November 10, 2012 | 3 min read

The director general of the BBC George Entwistle has resigned in a quickly assembled announcement this evening.

The resignation of Entwistle was announced outside the BBC's Broadcasting House this evening and was made between the BBC and the BBC Trust chairman Lord Patten.

Patten is the one who appointed Entwistle as Mark Thompson's successor earlier this year when he was director of BBC Vision.

The resignation follows the airing of a Newsnight report that wrongly identified Lord McAlpine as being involved in sexual abuse at a care home in North Wales.

Entwistle said: "In the light of the fact that the director general is also the editor-in-chief and ultimately responsible for all content, and in the light of the unacceptable journalistic standards of the Newsnight film broadcast on Friday 2 November, I have decided that the honourable thing to do is to step down from the post of director general."

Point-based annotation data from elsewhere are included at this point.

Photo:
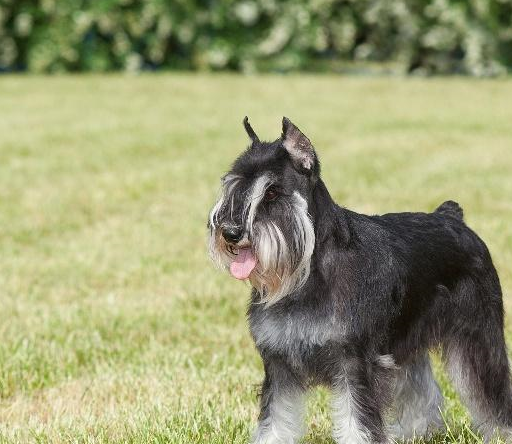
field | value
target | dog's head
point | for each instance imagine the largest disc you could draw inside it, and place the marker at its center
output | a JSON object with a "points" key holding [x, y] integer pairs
{"points": [[260, 228]]}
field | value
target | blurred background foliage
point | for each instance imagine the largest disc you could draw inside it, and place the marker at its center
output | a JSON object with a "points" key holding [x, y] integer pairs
{"points": [[399, 36]]}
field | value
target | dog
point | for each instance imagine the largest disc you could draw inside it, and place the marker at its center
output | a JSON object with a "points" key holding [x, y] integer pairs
{"points": [[355, 302]]}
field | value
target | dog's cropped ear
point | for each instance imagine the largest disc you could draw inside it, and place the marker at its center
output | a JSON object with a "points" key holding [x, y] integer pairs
{"points": [[250, 131], [298, 146]]}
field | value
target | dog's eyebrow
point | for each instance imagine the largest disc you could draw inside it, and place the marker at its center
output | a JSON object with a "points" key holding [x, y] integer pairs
{"points": [[229, 177]]}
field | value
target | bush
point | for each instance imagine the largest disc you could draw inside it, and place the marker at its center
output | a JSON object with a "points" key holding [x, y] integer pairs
{"points": [[418, 36]]}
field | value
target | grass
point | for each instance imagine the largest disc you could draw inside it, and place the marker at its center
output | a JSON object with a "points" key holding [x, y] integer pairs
{"points": [[114, 326]]}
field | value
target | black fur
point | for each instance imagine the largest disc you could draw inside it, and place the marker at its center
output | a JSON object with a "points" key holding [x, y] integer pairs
{"points": [[394, 285]]}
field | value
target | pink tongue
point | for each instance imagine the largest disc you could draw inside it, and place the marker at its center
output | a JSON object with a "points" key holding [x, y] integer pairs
{"points": [[243, 264]]}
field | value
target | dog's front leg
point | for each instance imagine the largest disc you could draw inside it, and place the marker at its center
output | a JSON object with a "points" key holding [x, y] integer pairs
{"points": [[359, 392], [282, 406]]}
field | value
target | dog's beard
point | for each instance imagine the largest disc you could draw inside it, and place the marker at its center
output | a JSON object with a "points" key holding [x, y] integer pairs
{"points": [[283, 267], [283, 262]]}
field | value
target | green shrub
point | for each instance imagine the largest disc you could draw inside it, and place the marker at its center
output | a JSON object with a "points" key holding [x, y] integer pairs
{"points": [[439, 36]]}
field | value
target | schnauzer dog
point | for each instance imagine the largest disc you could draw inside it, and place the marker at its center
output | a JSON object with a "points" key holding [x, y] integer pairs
{"points": [[356, 302]]}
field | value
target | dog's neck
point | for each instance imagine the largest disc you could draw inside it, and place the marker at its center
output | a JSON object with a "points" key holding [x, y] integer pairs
{"points": [[329, 219]]}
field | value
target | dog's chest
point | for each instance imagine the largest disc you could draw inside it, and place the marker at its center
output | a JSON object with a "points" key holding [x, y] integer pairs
{"points": [[293, 333]]}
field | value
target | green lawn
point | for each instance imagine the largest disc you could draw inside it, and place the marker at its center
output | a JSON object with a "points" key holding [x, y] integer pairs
{"points": [[114, 325]]}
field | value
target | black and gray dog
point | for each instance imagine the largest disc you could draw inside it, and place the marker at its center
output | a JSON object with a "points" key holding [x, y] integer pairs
{"points": [[355, 302]]}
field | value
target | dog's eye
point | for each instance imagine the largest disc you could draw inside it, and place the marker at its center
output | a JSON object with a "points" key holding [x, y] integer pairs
{"points": [[270, 194]]}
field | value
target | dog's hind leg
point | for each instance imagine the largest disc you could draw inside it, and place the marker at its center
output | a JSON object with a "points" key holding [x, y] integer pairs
{"points": [[417, 400], [361, 393]]}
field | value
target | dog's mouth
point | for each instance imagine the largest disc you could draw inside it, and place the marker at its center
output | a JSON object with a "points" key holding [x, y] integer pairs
{"points": [[243, 261]]}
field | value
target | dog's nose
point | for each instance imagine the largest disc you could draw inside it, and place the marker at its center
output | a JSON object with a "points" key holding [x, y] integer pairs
{"points": [[232, 234]]}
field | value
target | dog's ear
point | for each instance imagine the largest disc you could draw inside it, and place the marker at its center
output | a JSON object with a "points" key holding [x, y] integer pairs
{"points": [[298, 146], [250, 131]]}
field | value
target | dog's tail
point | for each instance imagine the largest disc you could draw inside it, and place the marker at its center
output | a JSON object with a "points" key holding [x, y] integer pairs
{"points": [[451, 208]]}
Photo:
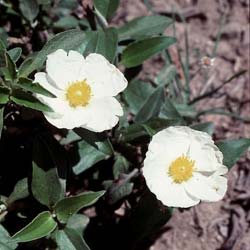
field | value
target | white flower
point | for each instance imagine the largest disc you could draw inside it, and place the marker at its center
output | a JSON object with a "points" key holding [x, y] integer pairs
{"points": [[84, 90], [184, 166]]}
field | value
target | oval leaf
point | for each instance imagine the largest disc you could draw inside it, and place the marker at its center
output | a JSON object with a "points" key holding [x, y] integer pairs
{"points": [[20, 191], [103, 42], [136, 53], [39, 227], [71, 205], [151, 107], [70, 239], [67, 40], [46, 186], [106, 7], [143, 27]]}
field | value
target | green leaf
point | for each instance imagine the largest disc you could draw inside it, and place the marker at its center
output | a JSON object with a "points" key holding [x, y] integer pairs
{"points": [[121, 166], [166, 75], [232, 150], [207, 127], [67, 22], [20, 191], [15, 53], [137, 131], [28, 85], [103, 42], [46, 186], [39, 227], [6, 243], [4, 95], [27, 100], [67, 207], [29, 9], [168, 111], [1, 120], [106, 7], [91, 154], [67, 40], [137, 52], [118, 191], [144, 27], [9, 70], [136, 94], [151, 107], [78, 222], [70, 239]]}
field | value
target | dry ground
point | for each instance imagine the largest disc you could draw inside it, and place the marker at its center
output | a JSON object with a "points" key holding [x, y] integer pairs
{"points": [[226, 224]]}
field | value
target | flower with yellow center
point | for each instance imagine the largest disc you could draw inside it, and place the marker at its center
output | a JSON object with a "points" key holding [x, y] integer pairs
{"points": [[184, 166], [85, 90]]}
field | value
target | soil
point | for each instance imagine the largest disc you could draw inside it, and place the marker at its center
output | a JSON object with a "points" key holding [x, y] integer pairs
{"points": [[225, 224]]}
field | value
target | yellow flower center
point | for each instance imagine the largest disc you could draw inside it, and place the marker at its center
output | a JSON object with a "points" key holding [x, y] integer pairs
{"points": [[181, 169], [78, 94]]}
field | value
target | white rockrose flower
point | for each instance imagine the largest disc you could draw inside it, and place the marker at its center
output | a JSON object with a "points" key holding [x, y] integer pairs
{"points": [[84, 90], [184, 166]]}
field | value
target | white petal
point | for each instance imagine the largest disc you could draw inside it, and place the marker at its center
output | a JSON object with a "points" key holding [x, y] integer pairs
{"points": [[63, 68], [41, 78], [169, 193], [104, 78], [103, 114], [202, 187], [69, 120]]}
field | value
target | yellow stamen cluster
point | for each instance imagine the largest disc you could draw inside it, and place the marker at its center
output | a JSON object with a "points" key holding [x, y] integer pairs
{"points": [[181, 169], [78, 94]]}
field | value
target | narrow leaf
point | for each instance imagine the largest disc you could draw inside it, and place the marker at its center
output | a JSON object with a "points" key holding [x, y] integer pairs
{"points": [[46, 186], [15, 53], [4, 95], [20, 191], [136, 94], [39, 227], [103, 42], [1, 120], [136, 53], [67, 40], [106, 7], [68, 206], [6, 243], [70, 239], [143, 27], [152, 106]]}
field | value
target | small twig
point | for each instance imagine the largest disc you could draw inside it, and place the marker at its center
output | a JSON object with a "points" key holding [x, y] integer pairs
{"points": [[212, 92]]}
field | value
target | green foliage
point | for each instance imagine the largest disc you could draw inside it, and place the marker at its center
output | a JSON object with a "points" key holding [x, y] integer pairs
{"points": [[6, 243], [29, 9], [68, 40], [42, 225], [46, 186], [21, 190], [70, 238], [54, 168], [67, 207], [91, 154], [144, 27], [103, 42], [132, 55], [106, 7]]}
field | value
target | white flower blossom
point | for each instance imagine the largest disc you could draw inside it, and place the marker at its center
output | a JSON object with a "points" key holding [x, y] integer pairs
{"points": [[184, 166], [84, 90]]}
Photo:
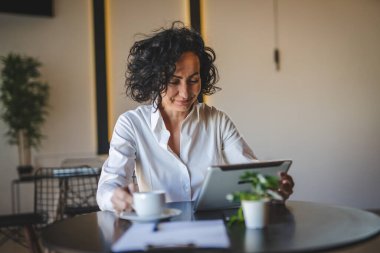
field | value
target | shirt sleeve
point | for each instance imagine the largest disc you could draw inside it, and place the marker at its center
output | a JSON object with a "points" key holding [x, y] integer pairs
{"points": [[234, 148], [118, 169]]}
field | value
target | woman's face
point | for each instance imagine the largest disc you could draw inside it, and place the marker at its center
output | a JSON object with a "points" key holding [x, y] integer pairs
{"points": [[184, 86]]}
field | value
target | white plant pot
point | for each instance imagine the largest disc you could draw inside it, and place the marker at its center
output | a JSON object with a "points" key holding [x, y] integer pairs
{"points": [[255, 213]]}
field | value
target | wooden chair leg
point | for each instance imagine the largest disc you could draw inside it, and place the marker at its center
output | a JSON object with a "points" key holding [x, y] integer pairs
{"points": [[32, 239]]}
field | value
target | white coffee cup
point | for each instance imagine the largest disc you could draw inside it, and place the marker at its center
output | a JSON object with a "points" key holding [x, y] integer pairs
{"points": [[149, 203]]}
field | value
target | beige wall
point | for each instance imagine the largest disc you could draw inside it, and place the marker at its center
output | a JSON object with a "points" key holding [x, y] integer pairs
{"points": [[64, 44], [320, 110]]}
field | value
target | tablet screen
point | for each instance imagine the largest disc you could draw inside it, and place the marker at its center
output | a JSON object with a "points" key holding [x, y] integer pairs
{"points": [[224, 179]]}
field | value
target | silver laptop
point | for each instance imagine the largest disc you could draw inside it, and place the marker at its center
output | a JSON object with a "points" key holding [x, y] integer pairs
{"points": [[222, 180]]}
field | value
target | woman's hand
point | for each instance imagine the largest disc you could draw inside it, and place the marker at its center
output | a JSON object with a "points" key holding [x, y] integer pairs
{"points": [[286, 185], [122, 198]]}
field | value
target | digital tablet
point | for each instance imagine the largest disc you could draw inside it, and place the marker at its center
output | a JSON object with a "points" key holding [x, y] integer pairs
{"points": [[222, 180]]}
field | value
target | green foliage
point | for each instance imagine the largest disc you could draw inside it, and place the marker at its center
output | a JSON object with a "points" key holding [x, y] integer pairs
{"points": [[263, 187], [23, 97]]}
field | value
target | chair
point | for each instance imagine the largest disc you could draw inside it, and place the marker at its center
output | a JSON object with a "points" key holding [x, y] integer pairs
{"points": [[59, 192], [66, 191]]}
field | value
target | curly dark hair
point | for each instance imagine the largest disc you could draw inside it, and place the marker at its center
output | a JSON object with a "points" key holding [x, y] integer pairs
{"points": [[151, 62]]}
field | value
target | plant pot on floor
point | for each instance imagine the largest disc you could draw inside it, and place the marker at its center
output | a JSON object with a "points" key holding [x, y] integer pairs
{"points": [[256, 213]]}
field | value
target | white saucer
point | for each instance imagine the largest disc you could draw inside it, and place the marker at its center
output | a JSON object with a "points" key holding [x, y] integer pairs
{"points": [[167, 213]]}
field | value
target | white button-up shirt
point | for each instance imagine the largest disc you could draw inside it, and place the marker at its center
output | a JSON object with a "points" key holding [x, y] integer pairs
{"points": [[140, 142]]}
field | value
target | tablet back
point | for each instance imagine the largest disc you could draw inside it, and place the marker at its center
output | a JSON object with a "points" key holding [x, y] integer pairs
{"points": [[222, 180]]}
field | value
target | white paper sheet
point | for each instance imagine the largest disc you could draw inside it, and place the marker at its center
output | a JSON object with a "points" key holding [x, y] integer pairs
{"points": [[205, 234]]}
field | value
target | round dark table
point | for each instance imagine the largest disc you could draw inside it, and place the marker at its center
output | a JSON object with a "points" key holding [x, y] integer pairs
{"points": [[294, 227]]}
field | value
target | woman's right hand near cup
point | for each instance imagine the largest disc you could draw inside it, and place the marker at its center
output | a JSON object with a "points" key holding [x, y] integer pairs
{"points": [[122, 198]]}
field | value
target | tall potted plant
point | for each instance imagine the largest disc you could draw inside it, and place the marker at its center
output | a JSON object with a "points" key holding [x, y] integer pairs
{"points": [[254, 203], [24, 99]]}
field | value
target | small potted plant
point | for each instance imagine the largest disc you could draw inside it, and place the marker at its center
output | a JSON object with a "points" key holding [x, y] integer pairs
{"points": [[24, 99], [254, 203]]}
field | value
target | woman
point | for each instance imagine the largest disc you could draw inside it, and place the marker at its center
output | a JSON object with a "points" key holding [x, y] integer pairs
{"points": [[170, 142]]}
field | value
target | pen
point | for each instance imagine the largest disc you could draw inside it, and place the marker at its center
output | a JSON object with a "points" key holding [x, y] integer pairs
{"points": [[155, 227]]}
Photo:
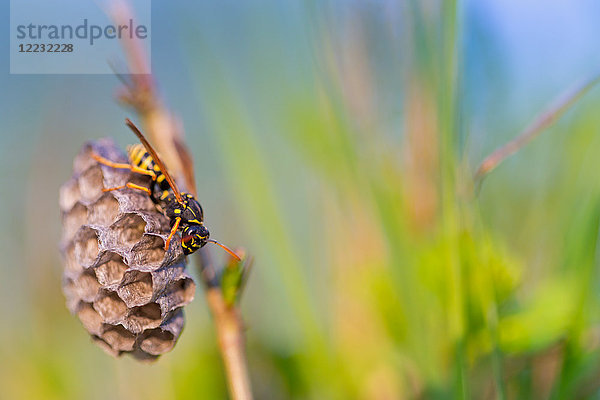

He added that he was proud to have been director general, even if just for a short period.

Lord Patten said that Enwistle's resignation came as a result of the 'unnecceptable, shoddy journalism' within the Newsnight report.

Tim Davies, Chief executive of BBC Worldwide and former senior marketer at PepsiCo, will take on the role of acting director general as the process of interviewing potential successors begins next week.

"I think George Enwistle has acted extremely honourably," concluded Patten of Entwisle's decision. He described the announcement as "one of the saddest nights of his public life."

Enwistle was in the job of director general for 54 days, and has spent the majority of those days discussing the Jimmy Savile scandal, launching two linked investigations into sexual abuse at the BBC over previous decades and the decision to scrap a Newsnight investigation exposing Savile last Christmas.

He has been accused of failing to ask important questions over journalistic decision being made and lacking an awareness over the editorial output at the BBC having admitted to not asking why the Newsnight story was not broadcast, or seeing the Newsnight broadcast this week, which falsely linked Lord McAlpine to claims of sexual abuse in advance of broadcast.